- Busisiwe Mkhwebane says that the Consitutional Court's ruling against her on Monday sets a bad precedent
- She argues that it may impair future Public Protectors' ability to perform their duties
- This comes after the Court found that Mkhwebane is liable to personally pay costs relating toa flawed investigation
Public Protector Busisiwe Mkhwebane says that the Constitutional Court's latest judgment against her sets a bad precedent.
She says this is because it will require her to personally pay 15% of the fees incurred by the SA Reserve Bank in the Absa/Bankorp matter.
Mkhwebane argues that this may interfere with future protectors' ability to do their job, as they may be worried about personal cost orders when they make findings.
The Public Protector made the statement on Monday after the Constitutional Court upheld the personal costs order against her, Briefly.co.za has gathered.
The court ruled that Mkhwebane's investigation into Absa/Bankorp was flawed and that she was not honest during the investigation, according to fin24.
Mkhwebane has since said that she disagrees with the ruling that she lied under oath, but has acknowledged that she will not be able to appeal the court's decision.

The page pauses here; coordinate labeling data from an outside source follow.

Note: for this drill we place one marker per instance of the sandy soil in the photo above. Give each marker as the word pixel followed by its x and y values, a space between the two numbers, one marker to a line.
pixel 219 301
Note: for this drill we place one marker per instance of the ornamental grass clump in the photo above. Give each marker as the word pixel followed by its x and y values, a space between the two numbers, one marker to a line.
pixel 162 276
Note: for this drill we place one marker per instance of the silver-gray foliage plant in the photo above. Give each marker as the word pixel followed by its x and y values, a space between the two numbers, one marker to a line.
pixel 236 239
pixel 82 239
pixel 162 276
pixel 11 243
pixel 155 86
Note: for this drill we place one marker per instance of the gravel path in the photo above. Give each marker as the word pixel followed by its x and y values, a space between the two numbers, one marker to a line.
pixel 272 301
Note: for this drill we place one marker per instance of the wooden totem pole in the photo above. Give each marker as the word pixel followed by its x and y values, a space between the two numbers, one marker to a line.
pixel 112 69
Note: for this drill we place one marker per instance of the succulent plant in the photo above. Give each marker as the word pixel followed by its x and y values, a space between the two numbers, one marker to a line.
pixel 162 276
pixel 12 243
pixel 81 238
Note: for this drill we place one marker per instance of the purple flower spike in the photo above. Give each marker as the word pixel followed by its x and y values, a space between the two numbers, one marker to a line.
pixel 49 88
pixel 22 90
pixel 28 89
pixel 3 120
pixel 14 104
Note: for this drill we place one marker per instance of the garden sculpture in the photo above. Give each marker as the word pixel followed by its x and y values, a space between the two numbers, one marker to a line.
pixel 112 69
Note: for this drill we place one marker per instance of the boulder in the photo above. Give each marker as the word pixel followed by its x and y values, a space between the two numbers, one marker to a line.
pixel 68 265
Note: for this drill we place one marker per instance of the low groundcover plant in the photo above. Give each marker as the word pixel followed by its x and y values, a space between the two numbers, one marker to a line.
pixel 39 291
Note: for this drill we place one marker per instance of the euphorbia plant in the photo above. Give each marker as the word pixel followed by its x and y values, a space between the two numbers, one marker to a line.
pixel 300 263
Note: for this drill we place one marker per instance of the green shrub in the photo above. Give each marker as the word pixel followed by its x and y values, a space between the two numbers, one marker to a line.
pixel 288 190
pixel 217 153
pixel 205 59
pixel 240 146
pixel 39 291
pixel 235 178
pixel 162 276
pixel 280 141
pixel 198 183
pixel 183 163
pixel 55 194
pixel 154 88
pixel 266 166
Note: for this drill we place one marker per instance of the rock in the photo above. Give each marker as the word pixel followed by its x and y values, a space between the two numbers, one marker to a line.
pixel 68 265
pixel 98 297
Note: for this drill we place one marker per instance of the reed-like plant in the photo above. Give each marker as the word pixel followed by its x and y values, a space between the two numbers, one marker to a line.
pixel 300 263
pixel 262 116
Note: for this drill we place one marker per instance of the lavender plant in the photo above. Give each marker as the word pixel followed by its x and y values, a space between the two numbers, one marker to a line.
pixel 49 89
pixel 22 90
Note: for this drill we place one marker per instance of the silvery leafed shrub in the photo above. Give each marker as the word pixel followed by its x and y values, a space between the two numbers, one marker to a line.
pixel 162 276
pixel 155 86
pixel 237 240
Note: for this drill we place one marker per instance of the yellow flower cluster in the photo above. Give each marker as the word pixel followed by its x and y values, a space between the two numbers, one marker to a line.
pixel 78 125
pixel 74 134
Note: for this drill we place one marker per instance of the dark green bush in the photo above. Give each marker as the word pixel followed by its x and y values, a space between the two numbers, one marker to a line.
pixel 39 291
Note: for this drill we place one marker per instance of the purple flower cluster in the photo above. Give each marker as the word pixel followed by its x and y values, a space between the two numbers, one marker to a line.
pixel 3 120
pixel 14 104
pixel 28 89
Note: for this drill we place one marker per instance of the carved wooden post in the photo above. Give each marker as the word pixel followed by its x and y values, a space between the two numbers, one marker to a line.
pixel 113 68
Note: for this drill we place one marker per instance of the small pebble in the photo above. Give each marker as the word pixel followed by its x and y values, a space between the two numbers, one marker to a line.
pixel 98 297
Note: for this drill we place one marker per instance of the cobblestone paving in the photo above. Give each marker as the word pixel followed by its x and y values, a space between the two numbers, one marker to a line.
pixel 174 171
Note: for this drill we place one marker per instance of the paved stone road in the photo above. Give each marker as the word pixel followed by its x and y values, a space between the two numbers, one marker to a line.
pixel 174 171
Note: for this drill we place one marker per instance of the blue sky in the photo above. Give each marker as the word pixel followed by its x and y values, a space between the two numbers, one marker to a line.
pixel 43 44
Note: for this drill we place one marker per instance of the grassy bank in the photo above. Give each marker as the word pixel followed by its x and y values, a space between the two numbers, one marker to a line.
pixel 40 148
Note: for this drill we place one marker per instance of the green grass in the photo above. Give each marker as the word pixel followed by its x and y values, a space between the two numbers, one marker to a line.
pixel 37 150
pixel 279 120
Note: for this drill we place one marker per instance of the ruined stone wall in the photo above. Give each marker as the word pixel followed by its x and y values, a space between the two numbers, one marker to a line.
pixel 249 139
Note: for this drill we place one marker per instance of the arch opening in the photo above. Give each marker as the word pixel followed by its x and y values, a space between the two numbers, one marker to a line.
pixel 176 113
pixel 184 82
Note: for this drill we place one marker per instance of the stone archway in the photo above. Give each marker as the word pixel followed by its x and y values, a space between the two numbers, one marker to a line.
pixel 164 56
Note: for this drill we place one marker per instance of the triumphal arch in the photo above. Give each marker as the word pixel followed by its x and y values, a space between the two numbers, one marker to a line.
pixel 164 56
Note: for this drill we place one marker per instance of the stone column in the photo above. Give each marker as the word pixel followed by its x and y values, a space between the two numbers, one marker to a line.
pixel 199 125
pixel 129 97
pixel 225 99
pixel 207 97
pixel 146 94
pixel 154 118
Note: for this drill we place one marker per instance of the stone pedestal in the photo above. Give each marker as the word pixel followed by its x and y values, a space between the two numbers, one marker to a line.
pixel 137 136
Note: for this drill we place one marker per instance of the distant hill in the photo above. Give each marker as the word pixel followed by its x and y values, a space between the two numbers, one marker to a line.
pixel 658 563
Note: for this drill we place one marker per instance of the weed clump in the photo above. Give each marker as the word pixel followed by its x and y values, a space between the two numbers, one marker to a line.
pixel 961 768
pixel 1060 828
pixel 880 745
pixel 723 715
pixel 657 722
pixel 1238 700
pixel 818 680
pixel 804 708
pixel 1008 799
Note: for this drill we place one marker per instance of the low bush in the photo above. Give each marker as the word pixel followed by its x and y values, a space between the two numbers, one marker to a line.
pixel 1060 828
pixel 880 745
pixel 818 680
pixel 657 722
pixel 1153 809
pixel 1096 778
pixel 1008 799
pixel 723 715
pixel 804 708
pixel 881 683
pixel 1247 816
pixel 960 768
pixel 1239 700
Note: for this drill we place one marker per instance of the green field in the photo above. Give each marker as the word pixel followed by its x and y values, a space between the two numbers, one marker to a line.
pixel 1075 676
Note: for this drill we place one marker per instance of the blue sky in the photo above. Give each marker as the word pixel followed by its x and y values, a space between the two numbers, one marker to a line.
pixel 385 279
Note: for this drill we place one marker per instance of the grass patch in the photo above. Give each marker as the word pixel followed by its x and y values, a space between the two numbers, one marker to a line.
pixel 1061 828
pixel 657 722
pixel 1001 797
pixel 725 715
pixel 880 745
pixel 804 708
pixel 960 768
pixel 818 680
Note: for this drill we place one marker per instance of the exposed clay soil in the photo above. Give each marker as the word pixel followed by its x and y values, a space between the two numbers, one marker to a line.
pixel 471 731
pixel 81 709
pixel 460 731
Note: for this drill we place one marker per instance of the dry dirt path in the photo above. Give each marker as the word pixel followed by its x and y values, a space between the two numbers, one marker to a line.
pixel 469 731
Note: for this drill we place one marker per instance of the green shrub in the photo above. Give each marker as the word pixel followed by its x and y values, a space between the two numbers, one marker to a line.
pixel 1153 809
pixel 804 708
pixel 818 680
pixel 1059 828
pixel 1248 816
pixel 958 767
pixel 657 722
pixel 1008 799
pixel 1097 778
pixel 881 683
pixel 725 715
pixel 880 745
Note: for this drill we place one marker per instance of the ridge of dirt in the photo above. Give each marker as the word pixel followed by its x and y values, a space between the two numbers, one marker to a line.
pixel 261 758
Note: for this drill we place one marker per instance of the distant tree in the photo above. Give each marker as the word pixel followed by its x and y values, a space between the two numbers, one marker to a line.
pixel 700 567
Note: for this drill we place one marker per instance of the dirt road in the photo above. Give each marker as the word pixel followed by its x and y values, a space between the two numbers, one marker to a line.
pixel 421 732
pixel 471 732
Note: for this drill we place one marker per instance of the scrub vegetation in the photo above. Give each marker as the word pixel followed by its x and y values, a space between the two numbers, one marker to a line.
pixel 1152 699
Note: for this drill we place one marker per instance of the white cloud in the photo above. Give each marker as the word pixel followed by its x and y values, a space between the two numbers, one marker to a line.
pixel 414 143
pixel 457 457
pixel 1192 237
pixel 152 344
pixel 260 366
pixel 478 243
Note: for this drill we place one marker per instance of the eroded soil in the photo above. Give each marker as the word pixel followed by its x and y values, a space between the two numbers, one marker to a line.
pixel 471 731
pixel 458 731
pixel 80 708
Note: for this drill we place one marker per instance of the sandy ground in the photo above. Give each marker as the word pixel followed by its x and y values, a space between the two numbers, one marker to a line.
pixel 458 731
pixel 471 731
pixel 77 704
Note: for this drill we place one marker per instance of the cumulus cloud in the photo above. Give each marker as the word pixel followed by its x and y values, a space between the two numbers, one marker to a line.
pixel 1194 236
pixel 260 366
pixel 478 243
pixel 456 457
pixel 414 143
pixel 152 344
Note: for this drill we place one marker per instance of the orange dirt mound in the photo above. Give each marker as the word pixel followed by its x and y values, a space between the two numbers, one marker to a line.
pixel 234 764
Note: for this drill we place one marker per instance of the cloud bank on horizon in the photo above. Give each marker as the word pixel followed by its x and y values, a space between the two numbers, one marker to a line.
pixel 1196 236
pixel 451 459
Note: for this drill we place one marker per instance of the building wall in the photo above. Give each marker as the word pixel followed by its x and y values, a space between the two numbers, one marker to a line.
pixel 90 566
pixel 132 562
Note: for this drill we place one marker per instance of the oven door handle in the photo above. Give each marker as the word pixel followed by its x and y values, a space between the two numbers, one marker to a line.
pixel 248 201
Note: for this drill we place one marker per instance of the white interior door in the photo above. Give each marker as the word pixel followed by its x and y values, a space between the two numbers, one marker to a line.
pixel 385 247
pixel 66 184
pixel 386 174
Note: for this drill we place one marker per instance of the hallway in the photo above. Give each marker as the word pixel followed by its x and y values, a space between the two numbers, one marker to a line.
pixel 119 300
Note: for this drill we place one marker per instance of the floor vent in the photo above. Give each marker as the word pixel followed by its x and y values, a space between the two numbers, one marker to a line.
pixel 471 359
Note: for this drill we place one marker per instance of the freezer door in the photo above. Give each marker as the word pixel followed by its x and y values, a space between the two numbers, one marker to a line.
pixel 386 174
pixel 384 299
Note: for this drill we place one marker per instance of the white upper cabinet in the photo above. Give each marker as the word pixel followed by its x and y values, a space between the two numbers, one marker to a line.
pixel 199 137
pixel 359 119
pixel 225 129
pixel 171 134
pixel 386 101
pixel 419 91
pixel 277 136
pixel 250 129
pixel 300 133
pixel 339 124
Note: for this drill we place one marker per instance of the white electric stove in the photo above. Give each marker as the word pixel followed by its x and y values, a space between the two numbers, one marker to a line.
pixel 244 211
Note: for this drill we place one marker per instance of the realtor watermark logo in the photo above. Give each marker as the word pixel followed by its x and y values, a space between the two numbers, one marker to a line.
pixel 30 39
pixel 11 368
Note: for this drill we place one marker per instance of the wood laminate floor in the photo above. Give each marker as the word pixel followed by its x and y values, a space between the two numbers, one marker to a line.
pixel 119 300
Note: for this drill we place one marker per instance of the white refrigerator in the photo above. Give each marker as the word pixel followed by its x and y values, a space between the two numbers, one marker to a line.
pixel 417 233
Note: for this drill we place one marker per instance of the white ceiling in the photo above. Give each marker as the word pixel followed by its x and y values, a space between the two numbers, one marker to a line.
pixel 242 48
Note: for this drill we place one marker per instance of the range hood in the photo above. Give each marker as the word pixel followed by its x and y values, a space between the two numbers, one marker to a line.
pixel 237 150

The court's ruling has been widely viewed as damning for Mkhwebane. In particular, the court found that Mkhwebane's argument that personal cost orders might impair the Public Protector's ability to perform its duties was baseless.
A statement from the court said that personal costs are a "mechanism to ensure that the conduct of public representatives does not fall egregiously short of what is required of them."